Подполковник Качановский провёл в Брадомске несколько десятков таких бесед. Ему не пришлось разыскивать нужных людей. Как только по городу разнеслась весть, что милиция ищет свидетелей преступлений Рихарда Баумфогеля, в комендатуру повалил народ. Люди приходили и рассказывали истории, от которых даже сегодня, спустя почти четыре десятилетия, кровь стыла в жилах. Качановский все показания записывал на магнитофонную ленту и фиксировал в официальных протоколах.
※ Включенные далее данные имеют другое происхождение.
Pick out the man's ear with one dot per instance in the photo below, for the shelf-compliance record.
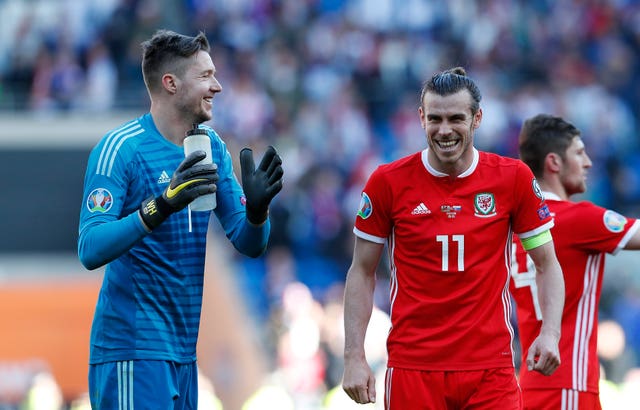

Когда после недельного пребывания в Брадомске офицер милиции вернулся в Варшаву, прокурор Щиперский откровенно порадовался успехам динамично развивающегося следствия.

— Мы уже проделали такой объём работы, — заявил он подполковнику, — что могли бы приступить к составлению обвинительного заключения. Затягивают дело лишь требования защиты и самого подозреваемого. Несмотря на то что власти Белорусской Советской Социалистической Республики идут нам навстречу и мы заручились поддержкой со стороны генерального консульства ПНР в Минске, розыск потенциальных свидетелей на территории СССР потребует продолжительного времени.

— Другого я и не ожидал, — буркнул Качановский. — Весьма сомнительна целесообразность такого розыска. Боюсь, что адвокат Рушиньский заинтересован только в одном — взвалить на наши плечи побольше работы и создавать всевозможные завалы на пути расследования. Готов поспорить на что угодно — он тоже не верит в невиновность своего подзащитного.

— Возможно, вы и правы, — согласился прокурор, — но как защитник он полагает, что обвиняемый имеет право использовать любой шанс для доказательства своей невиновности. Вот почему Рушиньский выдвигает одно требование за другим.

— А мои люди должны по его прихоти, — возмутился офицер милиция, — забросить на несколько месяцев все свои дела и разгребать пыль в старых архивах бывшего Государственного управления по репатриации.